Now before you pour your cold brew into a champagne flute, let’s talk caveats. First off, custody. Moving actual Bitcoin and Ether around sounds cool until someone loses a key. Unlike cash wires, in-kind crypto transfers involve wallets, private keys, and security protocols that can become complex quickly. If your ETF custodian slips up, those “in-kind” tokens could go poof. Valuation is another curveball. Crypto trades 24/7, across dozens of exchanges, with wildly different spreads. Determining a consistent fair market value for large in-kind transactions isn’t as clean-cut as you might think. One mispriced block of Bitcoin, and arbitrage strategies could blow up in your face.
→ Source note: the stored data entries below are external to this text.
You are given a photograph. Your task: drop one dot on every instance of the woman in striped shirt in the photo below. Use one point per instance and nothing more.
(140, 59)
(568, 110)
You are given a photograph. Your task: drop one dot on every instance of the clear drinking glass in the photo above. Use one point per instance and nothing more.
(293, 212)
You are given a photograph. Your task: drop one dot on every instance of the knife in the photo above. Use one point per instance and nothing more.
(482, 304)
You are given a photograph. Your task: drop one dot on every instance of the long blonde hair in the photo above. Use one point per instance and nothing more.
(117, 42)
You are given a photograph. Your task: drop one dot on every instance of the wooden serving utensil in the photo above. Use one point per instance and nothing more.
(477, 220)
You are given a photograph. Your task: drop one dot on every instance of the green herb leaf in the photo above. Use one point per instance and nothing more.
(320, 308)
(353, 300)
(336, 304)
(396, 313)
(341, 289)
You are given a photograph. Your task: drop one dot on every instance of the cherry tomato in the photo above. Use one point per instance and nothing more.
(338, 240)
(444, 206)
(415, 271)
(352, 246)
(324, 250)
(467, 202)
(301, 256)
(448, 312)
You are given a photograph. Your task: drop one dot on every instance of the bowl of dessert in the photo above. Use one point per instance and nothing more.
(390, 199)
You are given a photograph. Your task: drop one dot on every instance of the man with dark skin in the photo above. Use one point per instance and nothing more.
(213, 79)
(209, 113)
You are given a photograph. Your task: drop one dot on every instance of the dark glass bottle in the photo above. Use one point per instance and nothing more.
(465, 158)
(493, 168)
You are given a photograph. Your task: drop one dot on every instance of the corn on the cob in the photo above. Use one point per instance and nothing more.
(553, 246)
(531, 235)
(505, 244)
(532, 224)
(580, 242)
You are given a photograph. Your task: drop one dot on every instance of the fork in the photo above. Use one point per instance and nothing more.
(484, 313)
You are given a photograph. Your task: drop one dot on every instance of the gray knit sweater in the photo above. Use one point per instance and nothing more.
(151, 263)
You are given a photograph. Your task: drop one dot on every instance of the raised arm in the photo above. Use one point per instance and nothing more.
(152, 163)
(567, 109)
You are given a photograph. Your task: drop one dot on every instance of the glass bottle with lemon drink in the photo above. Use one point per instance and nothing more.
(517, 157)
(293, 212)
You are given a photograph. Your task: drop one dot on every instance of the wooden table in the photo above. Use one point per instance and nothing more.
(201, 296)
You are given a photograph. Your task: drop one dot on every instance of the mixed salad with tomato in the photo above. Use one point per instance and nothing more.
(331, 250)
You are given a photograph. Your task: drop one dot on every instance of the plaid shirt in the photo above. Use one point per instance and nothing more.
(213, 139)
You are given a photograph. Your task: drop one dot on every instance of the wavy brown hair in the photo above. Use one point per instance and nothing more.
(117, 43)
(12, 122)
And then there’s the elephant in the room: regulation. Sure, the SEC gave this the green light, but other agencies (looking at you, CFTC and IRS) might see things differently. Tax treatment, AML rules, and cross-border transfers could all stir up gray areas no compliance officer wants to swim in.
This isn’t just a win for crypto ETFs, it’s a win for crypto's quest to be taken seriously on Wall Street. With in-kind functionality now live, analysts expect the next generation of token-based funds to launch with it baked in from the get-go. That means lower friction, fewer workarounds, and more investor-friendly structures. BlackRock, Fidelity, Ark Invest, and friends are likely prepping their next moves already. And let’s not forget the legislative tailwind. Congress just passed a trio of crypto-focused bills aimed at defining market structure and limiting the surveillance risk of central bank digital currencies. Momentum’s building—and the SEC’s decision only adds fuel to the fire.
Bottom line? Crypto ETFs just got a massive efficiency upgrade, and Wall Street’s warming up to digital assets in ways that would’ve seemed laughable a year ago. Still, it’s not all smooth sailing. But hey, progress in finance is rarely a straight line; it’s more like a crypto chart on earnings day. Buckle up.